Template for a general purpose checkpointing script
Below is a have template for checkpointing code using DMTCP. For details on the specific steps and a walkthrough to create your own, please see our tutorials for Checkpointing with DMTCP and Checkpointing with DMTCP in batch jobs.
Each value that you need to decide for your code is wrapped in angle brackets and has a comment labeled # REPLACE that gives an example of what should replace that value.
checkpoint_script.sh
#!/bin/bash --login
#SBATCH --time=<time> # REPLACE: e.g., 01:10:30
#SBATCH --cpus-per-task=<cpus> # REPLACE: e.g., 16
#SBATCH --mem=<mem> # REPLACE: e.g., 16GB
#SBATCH --constraint=<nodetype> # REPLACE: e.g., amd20
#SBATCH --job-name=<name> # REPLACE: e.g., checkpoint-job
#SBATCH --signal=B:USR1@<time> # REPLACE: e.g., 60 to signal 60 seconds before the job completes
#SBATCH --dependency=singleton
#SBATCH --qos=scavenger
# Load modules
module purge
module load <module> # REPLACE, e.g., Python/3.11.3-GCCcore-12.3.0 (add additional modules as necessary)
module load DMTCP/4.0.0
# Set location for checkpoint files
export DMTCP_CHECKPOINT_DIR="${SCRATCH}/${SLURM_JOB_NAME}"
mkdir -p DMTCP_CHECKPOINT_DIR
# Set up a signal handler to checkpoint, finish the script, and restart with 30
# seconds left
# REPLACE: filename should be the name of this file, so the job resubmits itself
trap "echo stopping job; dmtcp_command --kcheckpoint; sbatch <filename>; exit 0" USR1
echo "Script has started"
if [ -f dmtcp_restart_script.sh ]; then
# Restart a previous checkpoint if it exists
echo "Restarting from a checkpoint"
# REPLACE: If your code redirects standard output to a file, make sure the
# output of the command below pipes it to the same file
dmtcp_restart "${DMTCP_CHECKPOINT_DIR}/ckpt_*.dmtcp" &
else
# Launch the code with DMTCP
echo "Starting from scratch"
# REPLACE: interval should be number of seconds between checkpoints and
# your-code-here should be the command you use to run your code
dmtcp_launch --interval <interval> <your-code-here> &
fi
wait
echo "Script has finished"
Some considerations when filling in the values above:
- Checkpointing can take a long time, especially if your code uses a lot of memory.
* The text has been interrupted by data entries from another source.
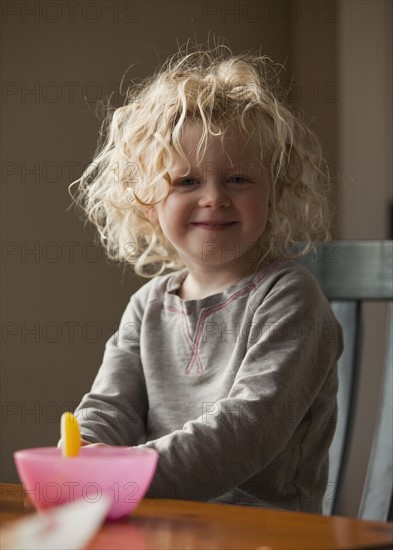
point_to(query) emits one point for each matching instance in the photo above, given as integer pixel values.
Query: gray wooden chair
(349, 273)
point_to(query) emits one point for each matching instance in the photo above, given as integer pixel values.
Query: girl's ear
(151, 214)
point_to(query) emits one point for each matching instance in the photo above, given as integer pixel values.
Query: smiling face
(215, 212)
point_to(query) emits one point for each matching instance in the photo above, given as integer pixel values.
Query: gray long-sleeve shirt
(237, 391)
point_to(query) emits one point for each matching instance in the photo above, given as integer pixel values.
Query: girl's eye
(237, 179)
(187, 182)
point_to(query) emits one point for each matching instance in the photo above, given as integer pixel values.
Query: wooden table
(185, 525)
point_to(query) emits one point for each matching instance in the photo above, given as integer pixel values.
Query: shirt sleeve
(114, 411)
(294, 342)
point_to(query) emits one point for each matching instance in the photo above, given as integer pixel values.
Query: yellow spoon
(70, 435)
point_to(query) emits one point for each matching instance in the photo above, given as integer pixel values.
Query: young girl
(225, 361)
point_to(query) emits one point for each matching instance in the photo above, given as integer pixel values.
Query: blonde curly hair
(221, 91)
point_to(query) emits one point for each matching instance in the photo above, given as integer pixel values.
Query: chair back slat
(349, 273)
(376, 503)
(348, 314)
(353, 270)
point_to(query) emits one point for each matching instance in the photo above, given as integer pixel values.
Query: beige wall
(61, 299)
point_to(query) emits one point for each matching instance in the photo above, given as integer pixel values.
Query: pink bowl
(122, 473)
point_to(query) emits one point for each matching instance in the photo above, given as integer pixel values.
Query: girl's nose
(214, 195)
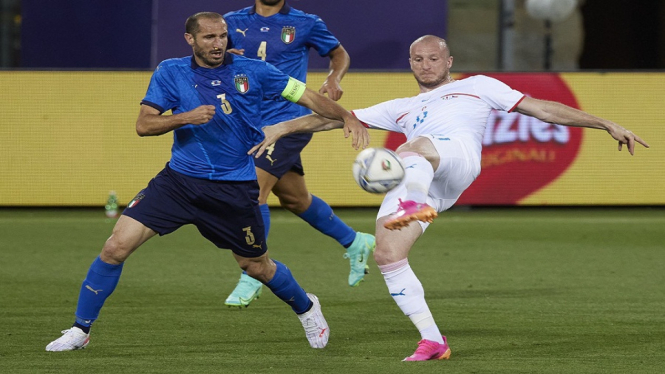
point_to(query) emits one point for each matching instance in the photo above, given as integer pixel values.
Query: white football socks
(417, 177)
(408, 293)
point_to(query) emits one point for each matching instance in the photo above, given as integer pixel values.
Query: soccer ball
(378, 170)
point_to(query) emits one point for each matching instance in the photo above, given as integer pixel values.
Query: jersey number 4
(226, 106)
(262, 50)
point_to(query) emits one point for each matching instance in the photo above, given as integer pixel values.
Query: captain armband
(294, 90)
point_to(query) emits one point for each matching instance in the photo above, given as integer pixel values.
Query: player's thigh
(266, 183)
(284, 155)
(261, 267)
(394, 245)
(292, 192)
(128, 234)
(458, 167)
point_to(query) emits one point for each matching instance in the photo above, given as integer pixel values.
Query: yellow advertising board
(68, 138)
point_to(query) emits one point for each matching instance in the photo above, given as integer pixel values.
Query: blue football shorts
(225, 212)
(284, 155)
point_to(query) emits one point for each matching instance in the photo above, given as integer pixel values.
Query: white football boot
(316, 327)
(71, 340)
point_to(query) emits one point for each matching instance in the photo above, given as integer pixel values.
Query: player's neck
(268, 10)
(425, 89)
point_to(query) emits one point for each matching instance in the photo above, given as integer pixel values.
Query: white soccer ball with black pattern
(378, 170)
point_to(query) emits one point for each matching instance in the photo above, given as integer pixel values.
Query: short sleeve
(380, 116)
(497, 94)
(162, 93)
(321, 39)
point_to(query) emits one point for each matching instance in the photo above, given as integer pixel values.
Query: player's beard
(207, 58)
(432, 82)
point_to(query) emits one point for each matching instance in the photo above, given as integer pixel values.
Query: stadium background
(67, 137)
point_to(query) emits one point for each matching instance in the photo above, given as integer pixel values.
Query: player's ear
(189, 38)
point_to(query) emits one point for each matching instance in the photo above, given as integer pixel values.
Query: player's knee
(384, 256)
(115, 251)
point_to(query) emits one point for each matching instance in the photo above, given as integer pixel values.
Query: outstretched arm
(339, 65)
(330, 109)
(150, 121)
(308, 123)
(553, 112)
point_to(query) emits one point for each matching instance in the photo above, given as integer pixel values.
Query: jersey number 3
(226, 106)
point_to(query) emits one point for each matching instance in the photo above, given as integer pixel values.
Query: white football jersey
(458, 110)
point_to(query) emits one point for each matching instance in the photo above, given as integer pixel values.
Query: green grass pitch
(515, 290)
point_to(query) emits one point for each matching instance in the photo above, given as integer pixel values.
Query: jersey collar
(285, 9)
(228, 60)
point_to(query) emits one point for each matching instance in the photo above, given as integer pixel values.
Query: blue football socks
(320, 216)
(265, 214)
(284, 286)
(97, 286)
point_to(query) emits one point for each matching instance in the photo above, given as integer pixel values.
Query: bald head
(430, 62)
(431, 40)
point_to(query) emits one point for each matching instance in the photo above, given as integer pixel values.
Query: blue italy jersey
(238, 89)
(283, 40)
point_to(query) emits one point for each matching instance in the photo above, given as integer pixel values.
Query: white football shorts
(458, 168)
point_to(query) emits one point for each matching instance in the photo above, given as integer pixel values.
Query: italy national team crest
(242, 83)
(288, 34)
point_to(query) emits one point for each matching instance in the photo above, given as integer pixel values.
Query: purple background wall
(138, 34)
(377, 34)
(85, 34)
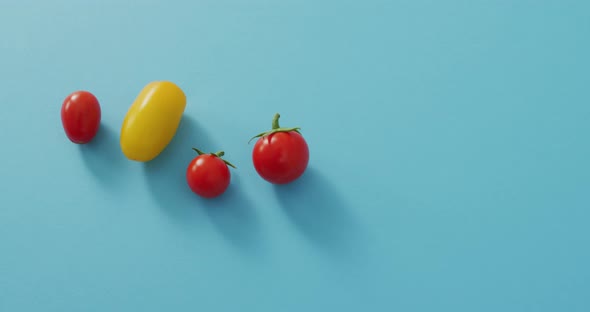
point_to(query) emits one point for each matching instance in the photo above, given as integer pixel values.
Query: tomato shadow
(235, 217)
(165, 174)
(315, 207)
(103, 157)
(231, 213)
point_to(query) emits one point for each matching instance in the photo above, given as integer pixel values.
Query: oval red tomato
(208, 175)
(80, 116)
(280, 155)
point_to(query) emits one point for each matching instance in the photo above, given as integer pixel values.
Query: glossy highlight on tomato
(208, 174)
(80, 116)
(152, 120)
(280, 155)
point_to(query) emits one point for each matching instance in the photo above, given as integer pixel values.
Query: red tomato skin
(208, 176)
(80, 116)
(281, 157)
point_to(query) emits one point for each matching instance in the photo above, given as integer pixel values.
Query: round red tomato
(280, 155)
(208, 175)
(80, 116)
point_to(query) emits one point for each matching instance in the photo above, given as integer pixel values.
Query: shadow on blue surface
(103, 156)
(316, 208)
(232, 213)
(235, 217)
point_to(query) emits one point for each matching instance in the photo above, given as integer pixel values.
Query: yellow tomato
(152, 120)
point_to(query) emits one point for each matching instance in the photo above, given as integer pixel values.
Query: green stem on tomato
(275, 128)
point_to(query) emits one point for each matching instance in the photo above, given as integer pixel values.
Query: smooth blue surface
(449, 162)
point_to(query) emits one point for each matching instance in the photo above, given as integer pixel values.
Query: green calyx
(275, 128)
(218, 154)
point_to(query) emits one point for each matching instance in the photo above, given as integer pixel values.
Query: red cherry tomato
(280, 155)
(208, 175)
(80, 116)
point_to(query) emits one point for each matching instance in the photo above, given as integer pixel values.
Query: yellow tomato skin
(152, 120)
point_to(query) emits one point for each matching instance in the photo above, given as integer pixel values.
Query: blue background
(448, 157)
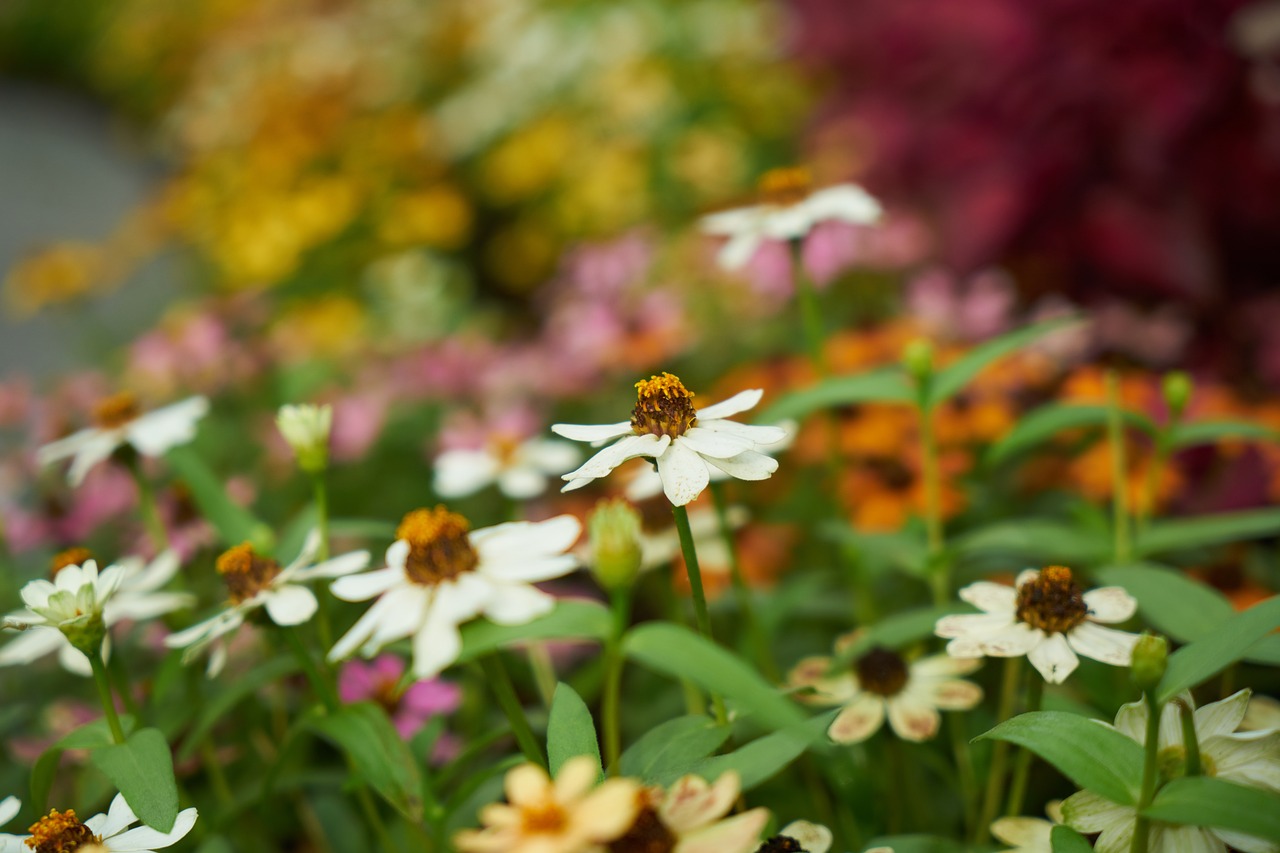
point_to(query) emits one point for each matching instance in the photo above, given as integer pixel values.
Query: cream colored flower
(571, 815)
(1045, 617)
(882, 685)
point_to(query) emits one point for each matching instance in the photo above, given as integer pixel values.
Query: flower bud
(1150, 658)
(306, 429)
(613, 530)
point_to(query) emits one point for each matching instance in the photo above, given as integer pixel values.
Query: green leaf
(1047, 422)
(570, 729)
(671, 751)
(952, 378)
(366, 735)
(570, 620)
(681, 653)
(1216, 651)
(141, 769)
(1182, 534)
(1203, 801)
(1091, 755)
(880, 386)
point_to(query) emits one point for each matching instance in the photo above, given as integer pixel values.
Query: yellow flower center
(785, 187)
(439, 547)
(246, 573)
(115, 410)
(663, 407)
(882, 671)
(1052, 602)
(60, 834)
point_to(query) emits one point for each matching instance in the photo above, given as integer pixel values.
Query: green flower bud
(613, 530)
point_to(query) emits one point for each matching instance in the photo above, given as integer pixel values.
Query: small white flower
(137, 597)
(787, 211)
(120, 423)
(256, 582)
(882, 685)
(439, 575)
(1243, 757)
(110, 831)
(1045, 617)
(686, 443)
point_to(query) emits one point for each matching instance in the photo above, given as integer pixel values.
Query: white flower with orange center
(571, 815)
(789, 209)
(685, 442)
(880, 685)
(257, 582)
(1047, 617)
(440, 574)
(120, 422)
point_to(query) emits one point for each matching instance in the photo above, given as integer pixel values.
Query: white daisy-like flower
(256, 582)
(880, 685)
(520, 468)
(137, 597)
(440, 574)
(686, 443)
(1248, 758)
(120, 422)
(64, 833)
(1046, 617)
(789, 210)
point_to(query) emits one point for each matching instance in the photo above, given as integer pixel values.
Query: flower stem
(695, 584)
(104, 693)
(496, 674)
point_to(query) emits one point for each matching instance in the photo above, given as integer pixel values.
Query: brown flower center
(439, 547)
(246, 573)
(60, 834)
(881, 671)
(1052, 602)
(115, 410)
(785, 187)
(663, 407)
(648, 834)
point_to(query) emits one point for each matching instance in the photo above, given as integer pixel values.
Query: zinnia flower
(881, 684)
(571, 815)
(685, 442)
(439, 575)
(1045, 617)
(119, 422)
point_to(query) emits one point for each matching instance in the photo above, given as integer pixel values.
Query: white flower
(110, 831)
(439, 575)
(1045, 617)
(137, 597)
(686, 443)
(881, 684)
(256, 582)
(1248, 758)
(120, 423)
(789, 211)
(520, 469)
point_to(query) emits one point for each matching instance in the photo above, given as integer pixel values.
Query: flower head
(120, 422)
(685, 442)
(1047, 617)
(440, 574)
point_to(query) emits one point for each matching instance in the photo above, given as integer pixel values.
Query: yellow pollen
(439, 547)
(1052, 602)
(246, 573)
(115, 410)
(60, 834)
(663, 407)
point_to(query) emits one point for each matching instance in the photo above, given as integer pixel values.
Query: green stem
(740, 589)
(104, 693)
(496, 674)
(695, 583)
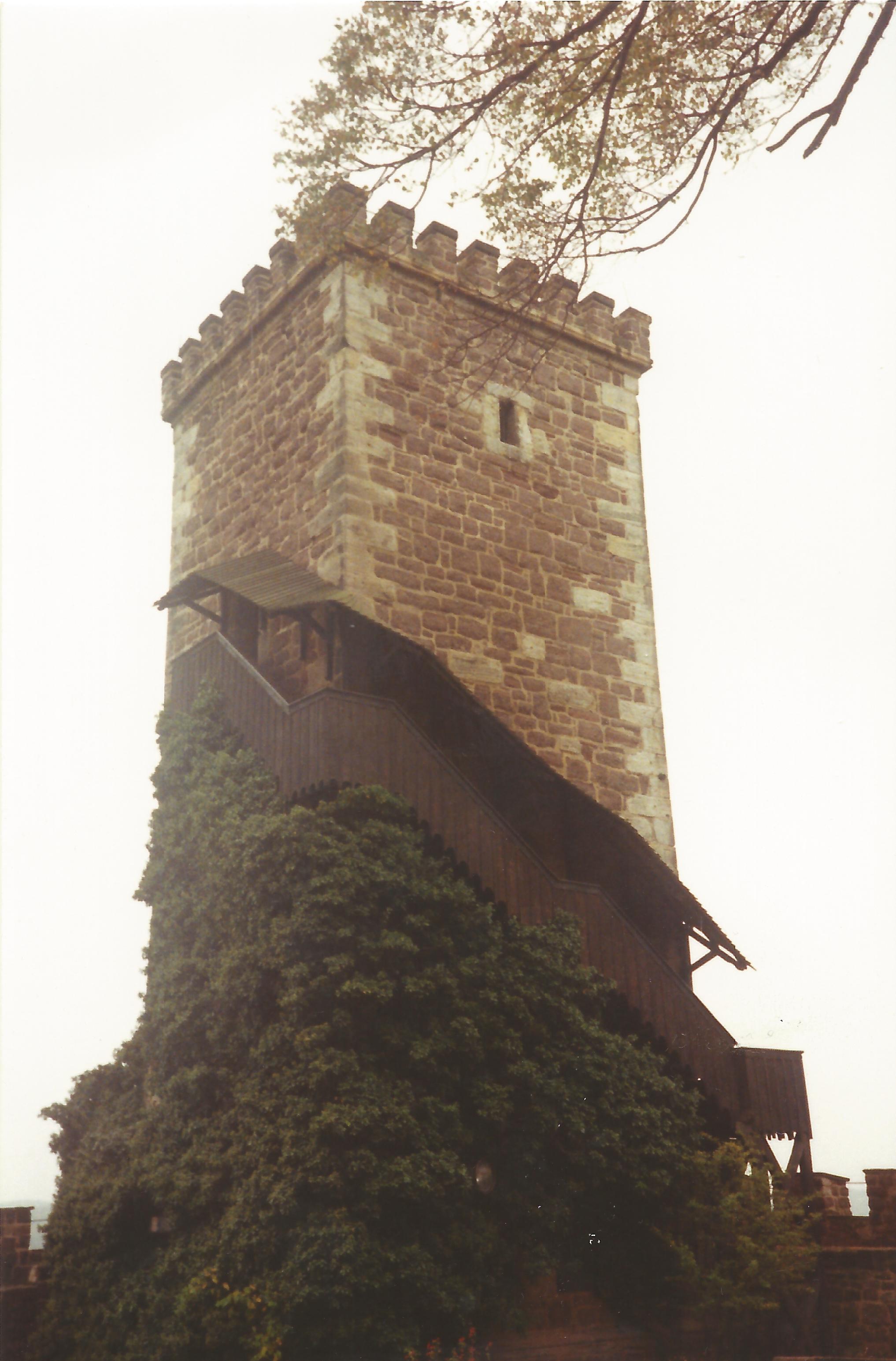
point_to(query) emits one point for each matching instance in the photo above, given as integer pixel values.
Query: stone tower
(382, 413)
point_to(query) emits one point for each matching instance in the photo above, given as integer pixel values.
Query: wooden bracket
(207, 614)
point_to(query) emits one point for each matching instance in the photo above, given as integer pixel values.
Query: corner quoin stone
(346, 411)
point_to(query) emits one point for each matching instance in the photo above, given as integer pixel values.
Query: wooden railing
(345, 738)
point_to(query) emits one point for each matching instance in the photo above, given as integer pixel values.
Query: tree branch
(831, 112)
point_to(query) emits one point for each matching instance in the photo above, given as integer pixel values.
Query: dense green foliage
(335, 1031)
(745, 1257)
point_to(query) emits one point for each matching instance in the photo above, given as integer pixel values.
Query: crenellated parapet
(551, 307)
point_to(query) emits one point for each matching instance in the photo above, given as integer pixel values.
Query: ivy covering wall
(337, 1031)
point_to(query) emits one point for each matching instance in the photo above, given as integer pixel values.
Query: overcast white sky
(138, 191)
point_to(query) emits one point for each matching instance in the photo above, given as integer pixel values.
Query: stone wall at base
(857, 1269)
(22, 1283)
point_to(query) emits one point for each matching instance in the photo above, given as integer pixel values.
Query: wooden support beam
(207, 614)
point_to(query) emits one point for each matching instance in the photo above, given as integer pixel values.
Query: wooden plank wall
(335, 736)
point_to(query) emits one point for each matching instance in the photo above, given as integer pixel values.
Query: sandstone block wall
(383, 414)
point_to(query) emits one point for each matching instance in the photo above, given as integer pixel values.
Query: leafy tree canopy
(583, 129)
(337, 1029)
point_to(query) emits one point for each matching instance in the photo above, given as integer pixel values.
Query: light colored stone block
(597, 602)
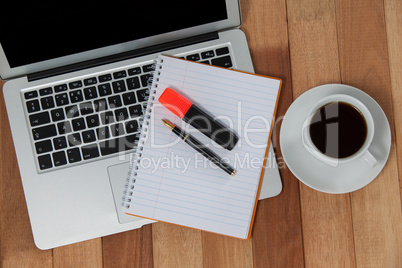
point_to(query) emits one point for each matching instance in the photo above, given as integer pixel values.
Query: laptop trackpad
(118, 175)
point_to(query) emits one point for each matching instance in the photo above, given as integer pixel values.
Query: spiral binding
(135, 158)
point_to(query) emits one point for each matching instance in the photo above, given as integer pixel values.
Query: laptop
(76, 86)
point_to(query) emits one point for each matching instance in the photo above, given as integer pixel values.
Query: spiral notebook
(170, 182)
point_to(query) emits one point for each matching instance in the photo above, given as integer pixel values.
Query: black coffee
(338, 130)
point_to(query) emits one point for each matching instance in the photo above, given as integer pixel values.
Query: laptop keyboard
(97, 116)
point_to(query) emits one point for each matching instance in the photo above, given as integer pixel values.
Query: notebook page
(176, 184)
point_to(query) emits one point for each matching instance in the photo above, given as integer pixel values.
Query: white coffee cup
(363, 153)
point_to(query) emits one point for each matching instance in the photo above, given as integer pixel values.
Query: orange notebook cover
(171, 182)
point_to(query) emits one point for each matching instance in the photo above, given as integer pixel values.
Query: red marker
(199, 119)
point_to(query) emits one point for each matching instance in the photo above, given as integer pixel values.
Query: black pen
(199, 147)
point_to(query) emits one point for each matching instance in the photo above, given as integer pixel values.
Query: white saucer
(316, 174)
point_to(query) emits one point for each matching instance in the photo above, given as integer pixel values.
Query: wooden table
(306, 43)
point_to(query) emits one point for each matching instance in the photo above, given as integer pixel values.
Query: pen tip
(168, 124)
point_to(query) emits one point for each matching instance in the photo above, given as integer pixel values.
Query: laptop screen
(41, 30)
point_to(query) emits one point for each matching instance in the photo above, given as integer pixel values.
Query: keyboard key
(117, 145)
(148, 68)
(225, 62)
(60, 143)
(86, 108)
(103, 133)
(92, 121)
(90, 81)
(107, 117)
(43, 147)
(59, 158)
(44, 132)
(105, 78)
(90, 151)
(121, 114)
(73, 155)
(74, 139)
(120, 74)
(72, 111)
(31, 94)
(145, 79)
(39, 119)
(207, 54)
(90, 93)
(76, 96)
(45, 91)
(117, 130)
(100, 105)
(78, 124)
(64, 127)
(75, 84)
(61, 99)
(88, 136)
(142, 95)
(132, 126)
(57, 114)
(45, 162)
(133, 83)
(119, 86)
(222, 51)
(33, 106)
(115, 101)
(134, 71)
(193, 57)
(60, 88)
(104, 90)
(135, 111)
(129, 98)
(47, 102)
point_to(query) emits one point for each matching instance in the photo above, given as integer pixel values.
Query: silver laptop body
(77, 197)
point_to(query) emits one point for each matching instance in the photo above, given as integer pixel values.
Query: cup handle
(369, 159)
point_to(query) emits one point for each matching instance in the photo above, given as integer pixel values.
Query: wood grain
(306, 43)
(176, 246)
(327, 222)
(84, 254)
(393, 19)
(223, 251)
(129, 249)
(277, 219)
(364, 61)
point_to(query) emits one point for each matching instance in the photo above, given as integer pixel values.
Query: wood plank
(327, 223)
(16, 242)
(176, 246)
(277, 236)
(393, 19)
(377, 213)
(84, 254)
(129, 249)
(223, 251)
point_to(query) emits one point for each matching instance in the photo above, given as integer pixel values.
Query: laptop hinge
(123, 56)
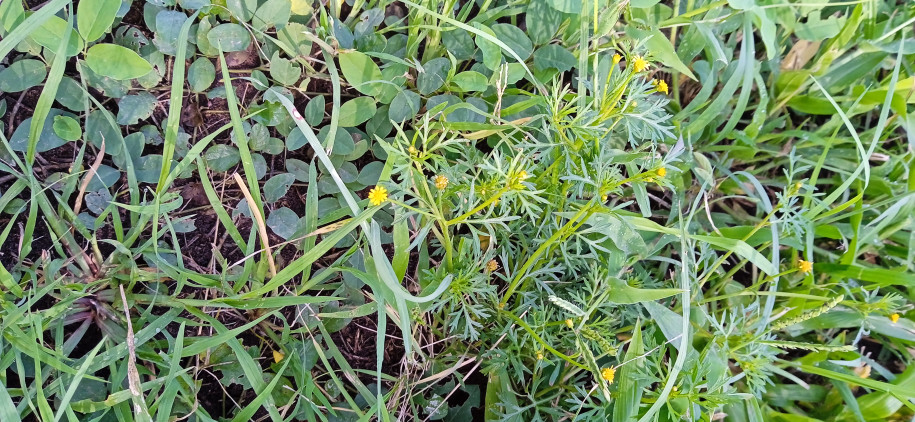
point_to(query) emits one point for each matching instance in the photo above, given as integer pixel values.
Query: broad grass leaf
(459, 43)
(742, 249)
(670, 323)
(242, 10)
(201, 74)
(229, 37)
(94, 17)
(221, 157)
(542, 21)
(567, 6)
(116, 62)
(469, 81)
(492, 53)
(629, 391)
(49, 35)
(48, 139)
(624, 294)
(314, 111)
(514, 38)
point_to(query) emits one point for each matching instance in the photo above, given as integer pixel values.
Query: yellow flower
(441, 182)
(639, 63)
(377, 195)
(492, 265)
(805, 266)
(863, 371)
(607, 374)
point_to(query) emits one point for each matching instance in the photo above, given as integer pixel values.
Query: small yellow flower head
(607, 374)
(377, 195)
(863, 371)
(492, 265)
(805, 266)
(639, 63)
(441, 182)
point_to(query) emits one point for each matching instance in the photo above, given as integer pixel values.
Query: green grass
(490, 210)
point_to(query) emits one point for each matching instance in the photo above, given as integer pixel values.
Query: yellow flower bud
(805, 266)
(377, 195)
(441, 182)
(608, 374)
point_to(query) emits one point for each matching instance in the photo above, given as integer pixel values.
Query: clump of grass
(549, 211)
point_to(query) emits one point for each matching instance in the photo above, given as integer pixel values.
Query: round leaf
(470, 81)
(404, 106)
(515, 39)
(356, 111)
(201, 74)
(277, 186)
(67, 128)
(283, 222)
(22, 75)
(433, 75)
(554, 56)
(133, 108)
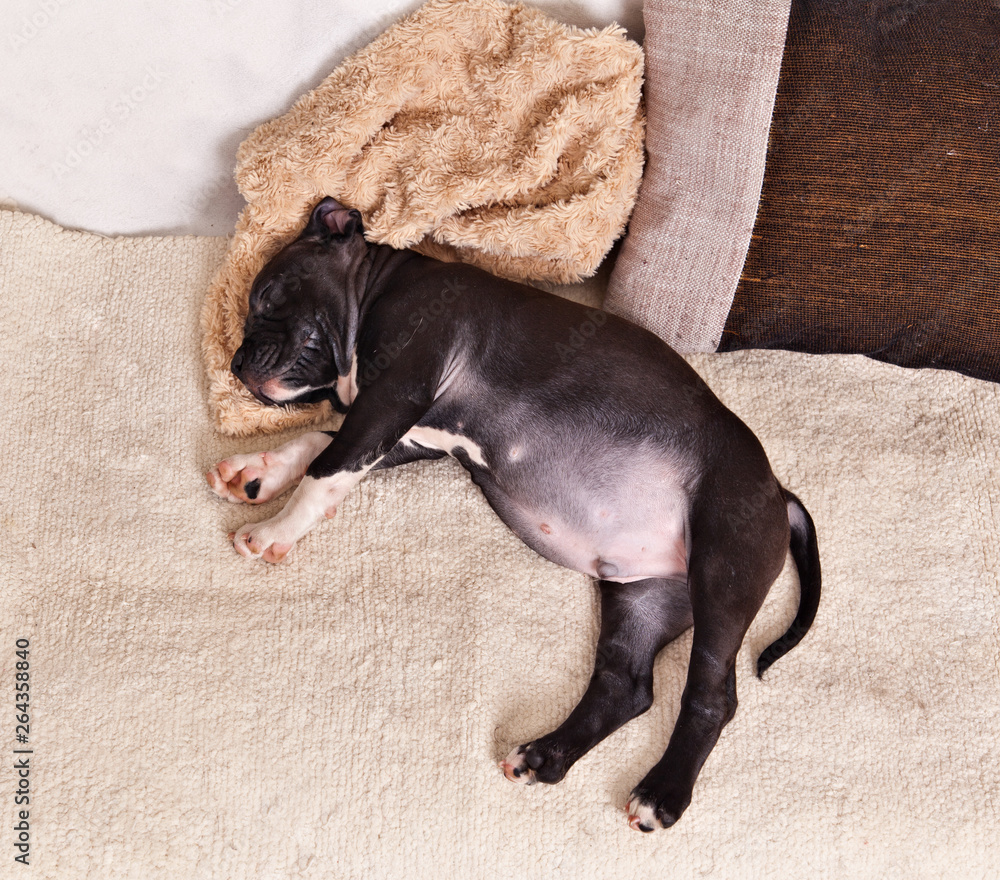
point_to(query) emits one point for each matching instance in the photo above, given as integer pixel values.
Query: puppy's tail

Consider giving yourself five minutes or more for each checkpoint (e.g., signal five minutes ahead of time, and make the interval much longer than five minutes so you can get work done in between checkpointing steps)
- Watch to make sure your code is making progress in between jobs. Otherwise, your code could just get stuck in a loop, starting and restarting the same steps over again. If it doesn't make any progress, increase the time and interval length.
- Clear out the checkpoint files in your scratch space after your job has completed.